Find more information at Which Form to File.
When and Where To File
If you are an employee or self-employed person and you receive wages or non-employee compensation subject to U.S. income tax withholding, or you have an office or place of business in the United States, you must generally file by the 15th day of the 4th month after your tax year ends. For a person filing using a calendar year this is generally April 15.
If you are not an employee or self-employed person who receives wages or non-employee compensation subject to U.S. income tax withholding, or if you do not have an office or place of business in the United States, you must file by the 15th day of the 6th month after your tax year ends. For a person filing using a calendar year this is generally June 15.
File Form 1040NR-EZ and Form 1040NR at the address shown in the instructions for Form 1040NR-EZ and 1040NR.
Extension of time to file
If you cannot file your return by the due date, you should file Form 4868 (PDF) to request an automatic extension of time to file. You must file Form 4868 by the regular due date of the return.
You Could Lose Your Deductions and Credits
To get the benefit of any allowable deductions or credits, you must timely file a true and accurate income tax return. For this purpose, a return is timely if it is filed within 16 months of the due date just discussed. The Internal Revenue Service has the right to deny deductions and credits on tax returns filed more than 16 months after the due dates of the returns.

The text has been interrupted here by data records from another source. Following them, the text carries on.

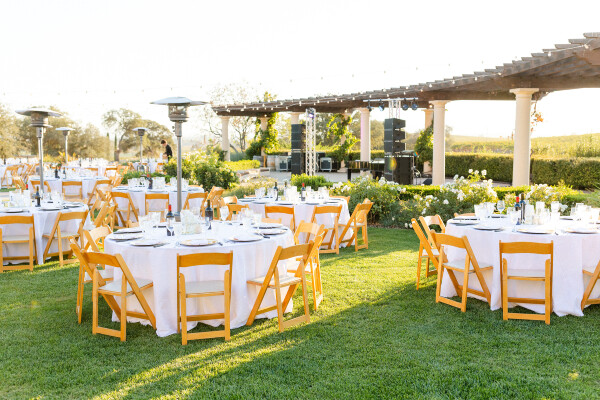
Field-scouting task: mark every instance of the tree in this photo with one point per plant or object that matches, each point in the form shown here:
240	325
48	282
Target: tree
9	134
123	121
241	127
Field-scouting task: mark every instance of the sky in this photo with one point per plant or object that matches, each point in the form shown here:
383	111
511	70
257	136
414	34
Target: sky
87	57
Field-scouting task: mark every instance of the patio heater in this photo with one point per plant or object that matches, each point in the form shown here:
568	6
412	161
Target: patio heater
141	131
178	114
39	120
65	130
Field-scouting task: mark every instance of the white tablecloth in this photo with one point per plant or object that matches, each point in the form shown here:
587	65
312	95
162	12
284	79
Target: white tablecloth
43	221
572	252
159	264
87	184
303	212
138	196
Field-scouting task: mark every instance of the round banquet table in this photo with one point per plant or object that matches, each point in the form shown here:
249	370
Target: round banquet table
573	252
138	196
87	184
250	260
303	211
43	221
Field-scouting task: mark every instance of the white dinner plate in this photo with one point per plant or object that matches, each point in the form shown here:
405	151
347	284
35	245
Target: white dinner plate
536	230
127	230
270	231
198	242
583	230
246	238
268	225
464	222
12	210
125	236
147	242
487	228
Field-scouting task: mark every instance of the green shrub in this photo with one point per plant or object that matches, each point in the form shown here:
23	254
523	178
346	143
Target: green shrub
580	173
314	181
242	164
248	188
137	174
203	169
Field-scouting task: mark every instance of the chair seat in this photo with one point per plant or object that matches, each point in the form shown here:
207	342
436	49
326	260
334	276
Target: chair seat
460	265
115	286
283	280
65	235
526	272
435	252
15	238
204	287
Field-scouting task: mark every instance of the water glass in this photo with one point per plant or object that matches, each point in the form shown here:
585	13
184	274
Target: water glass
500	206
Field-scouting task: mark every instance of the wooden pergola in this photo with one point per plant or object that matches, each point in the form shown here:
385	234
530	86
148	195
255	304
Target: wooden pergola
574	65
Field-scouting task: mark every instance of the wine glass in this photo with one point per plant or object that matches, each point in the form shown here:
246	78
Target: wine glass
500	206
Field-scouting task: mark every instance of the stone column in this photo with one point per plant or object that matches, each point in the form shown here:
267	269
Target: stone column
439	141
263	127
428	117
295	118
365	134
522	140
225	137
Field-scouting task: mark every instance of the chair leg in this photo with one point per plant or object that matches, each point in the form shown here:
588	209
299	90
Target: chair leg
504	293
183	310
227	307
463	307
95	302
79	293
439	284
420	255
279	307
123	316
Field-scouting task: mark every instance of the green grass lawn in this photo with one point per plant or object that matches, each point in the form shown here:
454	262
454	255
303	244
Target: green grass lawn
375	336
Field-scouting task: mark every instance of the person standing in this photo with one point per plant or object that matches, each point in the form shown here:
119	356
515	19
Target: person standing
168	151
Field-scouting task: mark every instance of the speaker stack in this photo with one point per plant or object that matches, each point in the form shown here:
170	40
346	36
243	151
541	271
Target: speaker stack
398	162
298	149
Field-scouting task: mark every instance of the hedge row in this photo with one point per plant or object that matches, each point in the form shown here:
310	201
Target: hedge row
580	173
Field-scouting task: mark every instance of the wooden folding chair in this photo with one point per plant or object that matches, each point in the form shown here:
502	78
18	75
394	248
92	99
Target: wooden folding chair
122	288
60	235
315	233
347	198
271	220
68	193
198	289
35	183
333	245
529	274
593	273
94	239
109	172
124	214
157	197
100	184
466	266
358	220
18	182
17	239
269	210
193	196
273	280
427	250
86	272
426	222
235	209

Refer to When To File in Chapter 7 of Publication 519, U.S. Tax Guide for Aliens (PDF) for additional details.
Before leaving the United States, all aliens (with certain exceptions) must obtain a certificate of compliance. This document, also popularly known as the sailing permit or departure permit, must be secured from the IRS before leaving the U.S. You will receive a sailing or departure permit after filing a Form 1040-C (PDF) or Form 2063 (PDF).

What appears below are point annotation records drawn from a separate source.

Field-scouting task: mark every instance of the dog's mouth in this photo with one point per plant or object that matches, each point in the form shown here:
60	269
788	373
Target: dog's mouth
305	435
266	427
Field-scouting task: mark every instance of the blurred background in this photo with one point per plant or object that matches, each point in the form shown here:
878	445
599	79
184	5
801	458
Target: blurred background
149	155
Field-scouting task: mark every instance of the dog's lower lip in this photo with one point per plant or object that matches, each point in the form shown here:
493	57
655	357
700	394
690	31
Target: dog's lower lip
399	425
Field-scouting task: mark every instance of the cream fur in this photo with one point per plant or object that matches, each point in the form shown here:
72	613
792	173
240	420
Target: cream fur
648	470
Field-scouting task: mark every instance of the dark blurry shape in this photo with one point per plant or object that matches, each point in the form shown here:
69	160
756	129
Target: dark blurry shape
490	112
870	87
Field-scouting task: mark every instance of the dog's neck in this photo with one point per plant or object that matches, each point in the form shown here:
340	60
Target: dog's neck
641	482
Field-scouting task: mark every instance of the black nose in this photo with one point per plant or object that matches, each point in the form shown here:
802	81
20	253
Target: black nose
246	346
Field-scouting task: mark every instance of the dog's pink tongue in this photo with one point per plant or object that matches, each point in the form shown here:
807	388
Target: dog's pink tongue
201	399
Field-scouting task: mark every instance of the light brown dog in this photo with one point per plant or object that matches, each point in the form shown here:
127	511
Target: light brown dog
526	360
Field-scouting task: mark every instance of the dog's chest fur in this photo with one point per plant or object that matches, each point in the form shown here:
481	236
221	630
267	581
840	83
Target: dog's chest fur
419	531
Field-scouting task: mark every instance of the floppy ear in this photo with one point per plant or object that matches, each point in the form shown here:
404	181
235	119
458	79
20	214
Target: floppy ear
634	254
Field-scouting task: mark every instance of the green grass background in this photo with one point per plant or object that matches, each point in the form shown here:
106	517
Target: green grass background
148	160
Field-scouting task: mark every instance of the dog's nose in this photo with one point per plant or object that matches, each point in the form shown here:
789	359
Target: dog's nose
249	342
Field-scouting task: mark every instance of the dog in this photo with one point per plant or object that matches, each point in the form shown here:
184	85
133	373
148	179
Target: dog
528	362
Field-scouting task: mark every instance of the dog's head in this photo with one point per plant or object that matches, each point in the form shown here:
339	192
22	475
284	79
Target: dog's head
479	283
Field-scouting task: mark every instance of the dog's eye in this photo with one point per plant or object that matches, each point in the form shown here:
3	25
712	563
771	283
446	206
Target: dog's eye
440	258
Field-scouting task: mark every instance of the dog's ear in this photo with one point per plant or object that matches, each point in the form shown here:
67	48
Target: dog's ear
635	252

Even if you have left the United States and filed a Form 1040-C, U.S. Departing Alien Income Tax Return (PDF), on departure, you still must file an annual U.S. income tax return. If you are married and both you and your spouse are required to file, you must each file a separate return, unless one of the spouses is a U.S. citizen or a resident alien, in which case the departing alien could file a joint return with his or her spouse (Refer to Nonresident Spouse Treated as a Resident).
International corporate tax is extremely tricky and I only know enough to give my clients general guidance and for some we are able to file their taxes and if needed we refer them firms specialized in international corporate taxes.